Czerwcowa sesja rady miasta rozpoczęła się od przywołania wiadomości o śmierci Marzeny Kalaszczyńskiej-Kikiewicz. Pamięć o zmarłej uczczono minutą ciszy. Niedługo później wręczono medale nowym "Zasłużonym dla Płocka".
- Znali ją wszyscy płocczanie, a przynajmniej ci zgromadzeni na tej sali – przypominał przewodniczący Artur Jaroszewski na początku dziewiątej sesji. Przywołał też kilka faktów z jej życia, jak pełnienie funkcji rzecznika osób niepełnoprawnych w płockim Ratuszu i szefowanie „Silnym razem”. - Codziennie toczyła walkę ze swoją niepełnosprawnością, mottem własnego życia uczyniła pomaganie innym. To była wspaniała kobieta, dobra, współczująca i waleczna. Człowiek o gołębim sercu. Jednak chwile smutne, jak to w życiu bywa, przeplatają się z tymi radosnymi – i powitał osoby uhonorowane medalem „Zasłużony dla Płocka”: biskupa Romana Marcinkowskiego i dyrektora płockiego teatru Marka Mokrowieckiego.
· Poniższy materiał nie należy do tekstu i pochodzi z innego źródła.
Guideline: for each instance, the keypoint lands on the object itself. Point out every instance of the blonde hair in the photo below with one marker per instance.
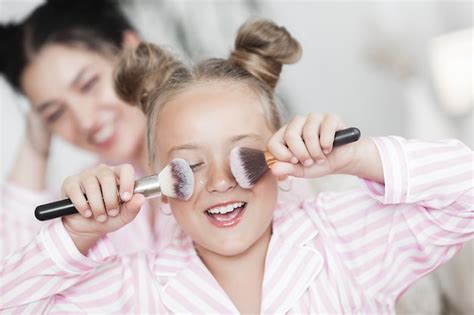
(149, 76)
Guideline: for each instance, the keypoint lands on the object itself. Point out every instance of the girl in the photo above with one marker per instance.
(239, 250)
(61, 58)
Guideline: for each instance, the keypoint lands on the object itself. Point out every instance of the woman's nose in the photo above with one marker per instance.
(221, 179)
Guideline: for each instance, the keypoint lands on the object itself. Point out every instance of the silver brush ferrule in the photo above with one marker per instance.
(148, 186)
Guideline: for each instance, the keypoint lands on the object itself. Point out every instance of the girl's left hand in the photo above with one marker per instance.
(304, 147)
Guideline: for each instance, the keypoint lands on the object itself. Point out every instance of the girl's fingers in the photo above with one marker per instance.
(294, 140)
(277, 146)
(108, 185)
(91, 187)
(72, 190)
(311, 137)
(126, 174)
(328, 128)
(130, 209)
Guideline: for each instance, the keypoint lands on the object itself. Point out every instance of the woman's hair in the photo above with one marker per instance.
(97, 25)
(149, 76)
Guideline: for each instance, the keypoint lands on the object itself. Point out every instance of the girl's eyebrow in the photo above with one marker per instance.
(195, 146)
(252, 136)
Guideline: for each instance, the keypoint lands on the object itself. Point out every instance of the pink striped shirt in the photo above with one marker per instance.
(352, 252)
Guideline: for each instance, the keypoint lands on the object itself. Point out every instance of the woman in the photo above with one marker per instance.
(61, 58)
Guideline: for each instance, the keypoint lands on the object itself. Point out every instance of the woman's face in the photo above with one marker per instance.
(72, 90)
(202, 125)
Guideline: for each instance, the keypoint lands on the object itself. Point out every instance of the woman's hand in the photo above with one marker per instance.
(104, 198)
(304, 148)
(38, 134)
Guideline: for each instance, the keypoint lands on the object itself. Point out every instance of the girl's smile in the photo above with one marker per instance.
(226, 214)
(202, 124)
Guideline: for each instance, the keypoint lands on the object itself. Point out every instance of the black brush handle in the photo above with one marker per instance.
(55, 210)
(346, 136)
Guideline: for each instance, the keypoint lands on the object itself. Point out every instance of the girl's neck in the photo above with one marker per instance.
(240, 276)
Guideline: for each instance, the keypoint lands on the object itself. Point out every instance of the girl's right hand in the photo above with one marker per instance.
(38, 134)
(104, 198)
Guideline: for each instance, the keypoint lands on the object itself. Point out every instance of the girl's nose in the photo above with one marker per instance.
(84, 116)
(221, 179)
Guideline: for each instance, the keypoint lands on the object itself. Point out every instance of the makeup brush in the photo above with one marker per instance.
(176, 180)
(248, 165)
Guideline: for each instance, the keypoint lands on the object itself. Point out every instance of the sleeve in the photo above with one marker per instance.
(18, 225)
(392, 234)
(51, 274)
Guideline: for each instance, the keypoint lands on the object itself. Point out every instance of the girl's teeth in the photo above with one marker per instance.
(104, 133)
(225, 209)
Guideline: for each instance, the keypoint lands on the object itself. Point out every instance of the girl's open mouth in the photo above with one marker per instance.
(226, 215)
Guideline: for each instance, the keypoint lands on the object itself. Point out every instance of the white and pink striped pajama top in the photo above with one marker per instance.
(351, 252)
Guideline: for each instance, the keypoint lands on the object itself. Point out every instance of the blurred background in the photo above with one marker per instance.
(387, 67)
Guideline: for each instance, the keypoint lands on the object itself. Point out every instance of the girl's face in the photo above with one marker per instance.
(72, 90)
(202, 125)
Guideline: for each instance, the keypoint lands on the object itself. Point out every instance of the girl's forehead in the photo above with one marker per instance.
(209, 113)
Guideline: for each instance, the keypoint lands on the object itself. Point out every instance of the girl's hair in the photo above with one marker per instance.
(149, 76)
(97, 25)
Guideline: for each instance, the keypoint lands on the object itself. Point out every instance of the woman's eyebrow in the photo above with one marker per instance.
(252, 136)
(188, 146)
(42, 107)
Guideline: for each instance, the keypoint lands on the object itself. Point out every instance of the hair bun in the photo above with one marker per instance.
(11, 35)
(262, 47)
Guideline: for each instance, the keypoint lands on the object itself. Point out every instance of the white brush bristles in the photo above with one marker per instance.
(177, 180)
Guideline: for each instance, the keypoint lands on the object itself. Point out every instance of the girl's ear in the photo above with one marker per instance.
(130, 39)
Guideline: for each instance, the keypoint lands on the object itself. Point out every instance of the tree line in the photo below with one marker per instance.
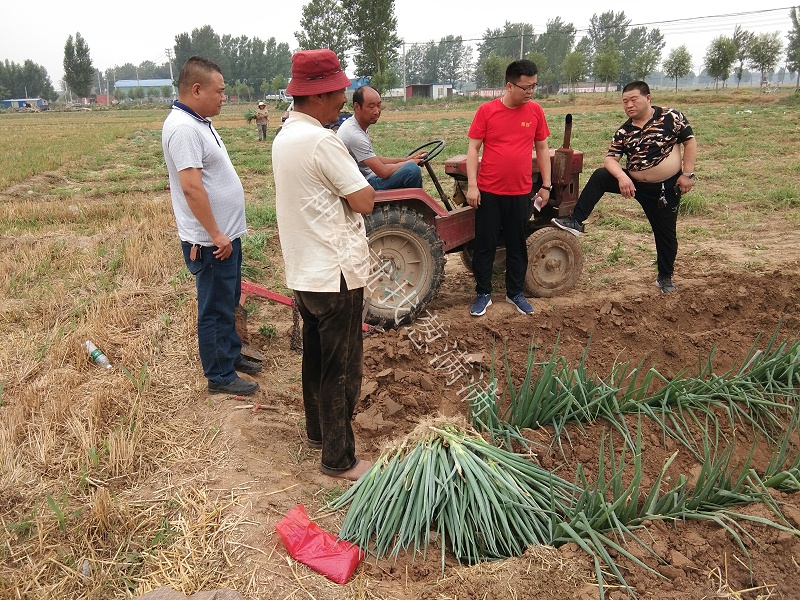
(363, 33)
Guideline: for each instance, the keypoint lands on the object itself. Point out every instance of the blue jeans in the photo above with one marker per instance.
(219, 288)
(409, 175)
(333, 354)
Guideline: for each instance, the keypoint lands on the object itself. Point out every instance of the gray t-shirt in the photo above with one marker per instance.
(191, 142)
(358, 144)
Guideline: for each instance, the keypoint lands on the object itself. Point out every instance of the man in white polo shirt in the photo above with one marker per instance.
(208, 201)
(320, 196)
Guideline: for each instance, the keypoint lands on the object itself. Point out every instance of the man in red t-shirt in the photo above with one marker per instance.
(508, 128)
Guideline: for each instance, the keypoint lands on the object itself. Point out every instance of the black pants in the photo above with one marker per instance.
(663, 220)
(495, 216)
(333, 352)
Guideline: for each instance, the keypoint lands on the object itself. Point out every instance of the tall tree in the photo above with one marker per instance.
(741, 39)
(574, 68)
(252, 61)
(607, 63)
(555, 43)
(793, 47)
(78, 70)
(452, 55)
(719, 58)
(513, 40)
(678, 64)
(204, 42)
(544, 73)
(325, 24)
(373, 25)
(644, 63)
(764, 52)
(493, 70)
(414, 59)
(640, 50)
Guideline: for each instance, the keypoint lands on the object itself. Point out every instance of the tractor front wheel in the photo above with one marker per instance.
(407, 265)
(555, 260)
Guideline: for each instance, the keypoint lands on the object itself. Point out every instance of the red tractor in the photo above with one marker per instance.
(410, 232)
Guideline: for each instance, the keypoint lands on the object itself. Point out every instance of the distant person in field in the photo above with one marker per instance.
(500, 182)
(320, 197)
(657, 172)
(262, 120)
(208, 202)
(381, 172)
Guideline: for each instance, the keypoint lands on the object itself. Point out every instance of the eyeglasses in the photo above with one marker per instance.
(526, 89)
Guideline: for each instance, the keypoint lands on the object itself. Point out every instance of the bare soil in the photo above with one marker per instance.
(731, 295)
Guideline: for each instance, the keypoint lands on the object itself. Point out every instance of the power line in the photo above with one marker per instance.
(685, 25)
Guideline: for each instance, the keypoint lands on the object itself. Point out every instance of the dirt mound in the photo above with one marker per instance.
(410, 373)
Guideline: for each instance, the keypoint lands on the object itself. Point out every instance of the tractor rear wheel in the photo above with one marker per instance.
(555, 260)
(407, 265)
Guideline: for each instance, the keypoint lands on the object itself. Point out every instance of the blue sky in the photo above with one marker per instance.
(140, 31)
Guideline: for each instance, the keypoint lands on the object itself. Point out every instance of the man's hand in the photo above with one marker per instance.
(626, 187)
(473, 197)
(224, 246)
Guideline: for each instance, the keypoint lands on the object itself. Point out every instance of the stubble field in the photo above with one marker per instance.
(115, 483)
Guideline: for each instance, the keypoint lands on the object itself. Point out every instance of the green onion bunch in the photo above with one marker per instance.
(482, 501)
(759, 395)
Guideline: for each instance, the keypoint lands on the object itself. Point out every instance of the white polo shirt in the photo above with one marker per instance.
(321, 237)
(189, 141)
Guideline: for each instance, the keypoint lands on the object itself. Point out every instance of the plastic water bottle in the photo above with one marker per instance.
(96, 355)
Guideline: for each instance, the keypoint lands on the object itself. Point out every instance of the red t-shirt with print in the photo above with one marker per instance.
(508, 135)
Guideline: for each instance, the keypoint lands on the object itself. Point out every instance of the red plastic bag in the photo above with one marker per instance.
(318, 549)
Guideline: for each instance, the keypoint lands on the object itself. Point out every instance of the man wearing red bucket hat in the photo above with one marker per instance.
(320, 197)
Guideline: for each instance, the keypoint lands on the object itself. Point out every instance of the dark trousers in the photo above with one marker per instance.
(219, 288)
(663, 219)
(333, 352)
(497, 216)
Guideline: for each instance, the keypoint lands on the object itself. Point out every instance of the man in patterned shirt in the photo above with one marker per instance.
(656, 174)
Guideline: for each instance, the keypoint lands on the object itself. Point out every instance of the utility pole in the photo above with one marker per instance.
(171, 76)
(404, 70)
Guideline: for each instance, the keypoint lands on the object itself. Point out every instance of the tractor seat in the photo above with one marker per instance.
(456, 167)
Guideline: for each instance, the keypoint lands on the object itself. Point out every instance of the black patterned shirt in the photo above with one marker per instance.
(645, 147)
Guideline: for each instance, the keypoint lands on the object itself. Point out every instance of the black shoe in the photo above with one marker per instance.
(569, 224)
(665, 283)
(237, 387)
(247, 366)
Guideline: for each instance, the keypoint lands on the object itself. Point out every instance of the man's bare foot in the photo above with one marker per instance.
(352, 474)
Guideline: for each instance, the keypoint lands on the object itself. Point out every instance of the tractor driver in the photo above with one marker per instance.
(382, 173)
(655, 175)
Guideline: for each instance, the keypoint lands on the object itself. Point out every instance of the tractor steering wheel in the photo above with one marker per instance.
(437, 147)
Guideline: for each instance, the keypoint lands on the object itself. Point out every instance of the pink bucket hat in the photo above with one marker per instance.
(316, 72)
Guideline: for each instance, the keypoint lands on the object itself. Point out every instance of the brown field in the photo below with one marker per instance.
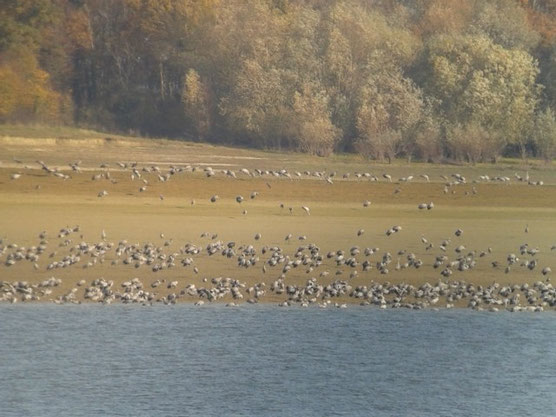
(494, 216)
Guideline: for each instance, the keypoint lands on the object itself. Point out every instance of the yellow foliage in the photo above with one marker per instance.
(25, 90)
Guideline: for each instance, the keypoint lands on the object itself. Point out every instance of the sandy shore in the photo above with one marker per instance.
(148, 235)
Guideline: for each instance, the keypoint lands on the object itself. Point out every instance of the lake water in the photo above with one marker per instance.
(91, 360)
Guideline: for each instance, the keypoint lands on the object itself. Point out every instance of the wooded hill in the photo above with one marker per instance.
(434, 79)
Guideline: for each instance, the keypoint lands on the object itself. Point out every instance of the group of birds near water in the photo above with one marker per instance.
(330, 275)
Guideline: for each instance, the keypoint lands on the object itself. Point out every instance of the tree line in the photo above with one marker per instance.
(468, 80)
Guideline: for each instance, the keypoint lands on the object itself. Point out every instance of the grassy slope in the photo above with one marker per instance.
(494, 217)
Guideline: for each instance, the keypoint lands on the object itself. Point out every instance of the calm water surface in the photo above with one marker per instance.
(91, 360)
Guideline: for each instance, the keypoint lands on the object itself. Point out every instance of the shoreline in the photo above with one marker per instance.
(444, 295)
Obaj świętują ostatnio wiele jubileuszy.
- Płocki teatr istnieje od 40 lat, z czego od 25 szefuje mu dyrektor Marek Mokrowiecki, więc śmiało można powiedzieć, że stał się już jego legendą – mówił Artur Jaroszewski, wręczając dyrektorowi teatru medal wraz z bukietem kwiatów.
Mokrowiecki przyznał, że dla niego to bardzo zaszczytne wyróżnienie. - Przybyłem tu 25 lat temu, przez ten czas wrosłem w to miasto. O ile mi niebiosa i zdrowie pozwolą, zamierzam kontynuować swoją pracę z nadzieją, że wszyscy będą z niej zadowoleni – dziękował za wyróżnienie wzruszony dyrektor teatru.
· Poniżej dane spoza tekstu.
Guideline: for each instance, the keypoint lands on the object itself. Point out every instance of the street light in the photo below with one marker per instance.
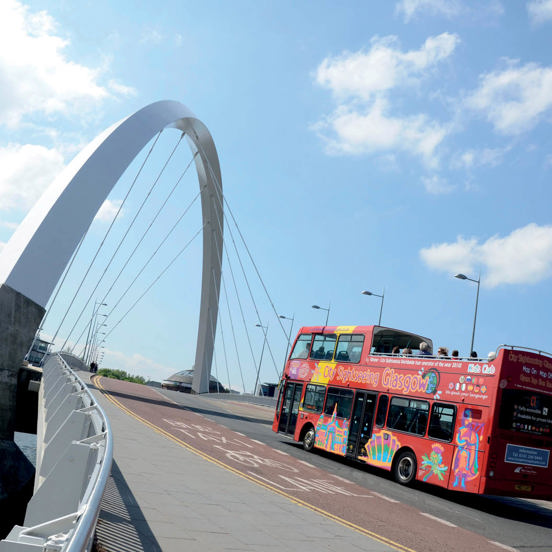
(292, 319)
(92, 328)
(326, 309)
(265, 331)
(478, 281)
(382, 296)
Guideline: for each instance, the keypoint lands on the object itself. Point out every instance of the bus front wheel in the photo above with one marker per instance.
(404, 469)
(308, 439)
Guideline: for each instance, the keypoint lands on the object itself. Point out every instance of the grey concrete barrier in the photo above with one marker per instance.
(74, 455)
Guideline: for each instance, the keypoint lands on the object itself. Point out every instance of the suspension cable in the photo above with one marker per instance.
(233, 331)
(153, 255)
(149, 227)
(155, 281)
(222, 201)
(222, 339)
(104, 238)
(124, 236)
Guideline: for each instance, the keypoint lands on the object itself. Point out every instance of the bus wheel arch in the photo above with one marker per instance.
(308, 437)
(405, 466)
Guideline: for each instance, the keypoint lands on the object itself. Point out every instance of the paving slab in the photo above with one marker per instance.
(162, 496)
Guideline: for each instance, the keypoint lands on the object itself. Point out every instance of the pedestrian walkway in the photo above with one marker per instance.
(162, 496)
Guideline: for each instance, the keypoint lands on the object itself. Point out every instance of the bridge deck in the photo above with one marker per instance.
(182, 481)
(162, 496)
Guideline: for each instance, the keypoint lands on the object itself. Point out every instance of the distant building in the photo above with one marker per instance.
(37, 352)
(182, 381)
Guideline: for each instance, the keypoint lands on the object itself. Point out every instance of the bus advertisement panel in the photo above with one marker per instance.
(471, 425)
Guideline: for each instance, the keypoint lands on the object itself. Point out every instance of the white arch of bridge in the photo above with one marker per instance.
(52, 230)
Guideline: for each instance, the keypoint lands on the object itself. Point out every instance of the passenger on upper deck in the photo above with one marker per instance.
(305, 352)
(424, 349)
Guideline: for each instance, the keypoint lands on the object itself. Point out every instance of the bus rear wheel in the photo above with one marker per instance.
(404, 469)
(308, 439)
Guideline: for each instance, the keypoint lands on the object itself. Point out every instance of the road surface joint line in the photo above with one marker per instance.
(443, 521)
(385, 497)
(298, 501)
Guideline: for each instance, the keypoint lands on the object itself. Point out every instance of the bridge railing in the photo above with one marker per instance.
(74, 455)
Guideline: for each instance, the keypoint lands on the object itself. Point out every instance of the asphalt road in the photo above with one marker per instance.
(519, 524)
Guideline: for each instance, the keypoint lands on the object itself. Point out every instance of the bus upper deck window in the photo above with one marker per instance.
(302, 347)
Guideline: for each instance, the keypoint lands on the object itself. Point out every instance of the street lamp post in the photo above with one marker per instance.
(382, 296)
(326, 309)
(292, 319)
(478, 281)
(265, 332)
(92, 327)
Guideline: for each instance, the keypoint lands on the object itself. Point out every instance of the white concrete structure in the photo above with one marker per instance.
(53, 228)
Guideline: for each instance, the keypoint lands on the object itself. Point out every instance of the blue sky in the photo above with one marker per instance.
(382, 145)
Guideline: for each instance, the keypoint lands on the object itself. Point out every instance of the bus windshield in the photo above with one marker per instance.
(526, 412)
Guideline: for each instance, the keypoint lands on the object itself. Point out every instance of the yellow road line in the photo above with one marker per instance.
(298, 501)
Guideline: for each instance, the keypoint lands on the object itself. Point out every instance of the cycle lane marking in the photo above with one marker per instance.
(243, 454)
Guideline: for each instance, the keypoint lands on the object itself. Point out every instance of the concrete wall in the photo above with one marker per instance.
(19, 320)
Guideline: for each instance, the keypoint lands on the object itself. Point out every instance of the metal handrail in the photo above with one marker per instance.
(87, 523)
(74, 531)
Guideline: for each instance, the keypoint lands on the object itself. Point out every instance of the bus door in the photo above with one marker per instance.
(360, 427)
(290, 407)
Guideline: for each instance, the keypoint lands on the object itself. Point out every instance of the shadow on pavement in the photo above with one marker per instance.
(121, 525)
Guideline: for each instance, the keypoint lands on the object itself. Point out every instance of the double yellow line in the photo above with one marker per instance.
(298, 501)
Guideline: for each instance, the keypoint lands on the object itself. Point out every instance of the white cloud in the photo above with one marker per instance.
(9, 225)
(448, 8)
(35, 74)
(151, 36)
(435, 184)
(137, 364)
(374, 130)
(108, 210)
(27, 170)
(515, 99)
(364, 73)
(540, 11)
(362, 82)
(522, 257)
(486, 157)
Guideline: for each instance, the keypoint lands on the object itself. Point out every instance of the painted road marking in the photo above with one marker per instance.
(308, 485)
(340, 478)
(504, 547)
(443, 521)
(213, 460)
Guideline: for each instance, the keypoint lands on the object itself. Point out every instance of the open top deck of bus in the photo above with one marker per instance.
(380, 396)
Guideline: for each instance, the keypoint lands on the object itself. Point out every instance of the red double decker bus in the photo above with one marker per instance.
(473, 425)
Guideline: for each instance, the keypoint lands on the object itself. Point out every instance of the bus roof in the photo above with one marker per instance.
(382, 335)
Po nim podszedł do mównicy biskup Marcinkowski. - Przyprowadziła mnie dzisiaj do was wdzięczność. Moje życie od 1955 roku jest związane z Płockiem, tu poszedłem do szkoły średniej i kończyłem seminarium duchowne. Może nie zawsze spełniłem oczekiwania ludzi, do których zostałem posłany. Mam świadomość swoich niedostatków i braków. Dziękuję za ten znak pamięci, za uznanie dla wykonywaną przeze mnie szarą, zwykłą pracę. Życzę pogody nie tylko z racji wakacji, ale pogody serca, mądrości i rozwagi, abyście wypełniali zadania, do których zostaliście powołani – życzył obecnym w auli. Przywołał również słowa Matki Teresy z Kalkuty. - Ludzie są nierozsądni, nieroztropni i zajęci sobą, ale kochaj ich mimo to. Dobro, które czynisz, juro zostanie zapomniane. Czyń dobro mimo to. Dobro przez jedną noc może lec w gruzach, czyń je mimo to. Świat skopie cię, mimo to daj światu siebie i wszystko co najlepsze.